Complex: Reduce Notification Spam
The most complex portions of my AppsScript project selectively archive notifications. Code review systems like Phabricator and GitHub, exception trackers like Sentry, and many RSS-like subscriptions send tons of notifications. Often, I’m only interested in the oldest or newest unread notification for each item.
For example, I love reading trashy, RPG-inspired web novels on Royal Road. They send me an email each time a new chapter gets published in a book I’m following, but I only catch up on my trashy reading a few times a week.
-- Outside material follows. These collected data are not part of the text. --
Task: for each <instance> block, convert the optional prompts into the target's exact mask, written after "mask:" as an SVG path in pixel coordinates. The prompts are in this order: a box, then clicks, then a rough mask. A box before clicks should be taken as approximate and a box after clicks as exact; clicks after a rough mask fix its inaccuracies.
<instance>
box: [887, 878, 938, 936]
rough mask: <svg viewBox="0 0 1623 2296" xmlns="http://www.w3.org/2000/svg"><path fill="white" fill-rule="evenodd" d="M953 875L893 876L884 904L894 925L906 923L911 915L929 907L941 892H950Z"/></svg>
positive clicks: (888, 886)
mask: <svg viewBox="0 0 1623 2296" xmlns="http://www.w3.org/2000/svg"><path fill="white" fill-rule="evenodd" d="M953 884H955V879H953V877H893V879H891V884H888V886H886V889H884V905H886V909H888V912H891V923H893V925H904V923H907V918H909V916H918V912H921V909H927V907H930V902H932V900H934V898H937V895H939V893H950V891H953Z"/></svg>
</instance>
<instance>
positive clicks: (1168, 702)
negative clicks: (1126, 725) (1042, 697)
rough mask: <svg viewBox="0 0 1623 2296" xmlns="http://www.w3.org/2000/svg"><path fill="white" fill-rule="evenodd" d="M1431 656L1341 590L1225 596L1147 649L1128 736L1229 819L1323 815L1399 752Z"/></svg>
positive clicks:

Rather than letting all the notifications sit in my inbox, I’d rather keep only the oldest email for each book.
function queueLitRPG() {
const op = "gmail: queue litRPG";
const threads = GmailApp.search('in:inbox from:royalroad.com subject:"New Chapter of"');
let unread = {};
for (let thread of threads) {
const book = thread.getFirstMessageSubject().replace(/New Chapter of/, '').trim();
const chapter = {
date: thread.getLastMessageDate(),
thread: thread
};
if (unread[book] == undefined) {
unread[book] = [chapter];
} else {
unread[book].push(chapter);
}
}
for (const [book, chapters] of Object.entries(unread)) {
// sort most recent first
const sorted = chapters.slice().sort((a, b) => b.date - a.date);
// keep the oldest, since that's where I left off reading
for (let chapter of sorted.slice(0, -1)) {
chapter.thread.moveToArchive();
}
Logger.log("%s: done with %s", op, book);
}
}
I use a similar approach to:
- Keep only the latest Sentry notification for each exception.
- Keep only the latest GitHub and Phabricator notifications that new commits have been pushed to a pull request that I’m reviewing.
- Archive Phabricator diff notifications (like GitHub pull requests) sent to a group if someone else has already started a review. Phab makes this very easy by stamping lots of information into email headers. I wish GitHub supported something similar.
Calendars: The Final Frontier
I haven’t worked much with the calendar support in AppsScript yet, but there’s so much low-hanging fruit. I’d love to try:
- Declining meetings if they don’t leave me time to eat.
- Scheduling travel time around meetings when necessary.
- Emailing me a weekly summary of where my time went and who I met with.